One of the simplest ways to embrace biophilia is by introducing live plants. ‘People think, “If plants can thrive here, I can too”,’ observes Oliver Heath. Developers are catching on: the key feature of Wardian London, the apartment towers under construction in Canary Wharf, is their double-height, glassed-in gardens featuring over 100 species
of exotic plants, including a rare Wollemi pine. The development was inspired by the Wardian case, a sealed unit invented by 19th-century botanist Nathanial Bagshaw Ward, for transporting exotic plants.
Lighting is also crucial to biophilic design. Circadian lighting – which mimics the natural cycles of light throughout the day and night in order to promote healthy sleep and wakefulness – is an increasingly important consideration at work and at home. ‘Most of us spend the majority of our time indoors, and losing that connection to nature could be affecting our sleep,’ says Jonathan Rush, head of lighting design at Hoare Lea. ‘It’s about time we started considering our lighting “diet”, as we do with nutrition.’

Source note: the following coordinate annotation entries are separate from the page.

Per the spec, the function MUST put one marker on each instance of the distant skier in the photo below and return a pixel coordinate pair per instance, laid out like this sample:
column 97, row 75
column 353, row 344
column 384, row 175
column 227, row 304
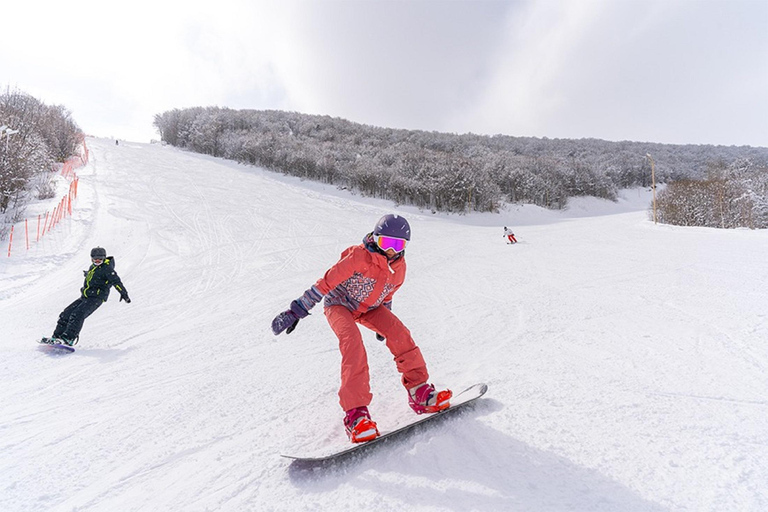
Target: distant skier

Rush recommends using a system that moves towards a warmer, amber colour in the evening: all made possible by app-controlled LED technology. ‘Think of how relaxing it feels to sit in dim, warm candlelight,’ he adds. ‘How quickly would you fall asleep? Well, your whole lighting system can do the same.’ Complementing this is ‘daylight design’, which aims to maximise quality daylight. ‘The path of the sun is completely predictable, so one can design or orientate a space to benefit from the best sunlight or daylight,’ says Rush. At home, this could be as simple as moving a chair closer to a window.
‘It’s about nature-based placemaking,’ concludes Heath. ‘When we fill buildings with biophilic features, people walk in and light up. We’ve got to make places where people can enjoy nature.’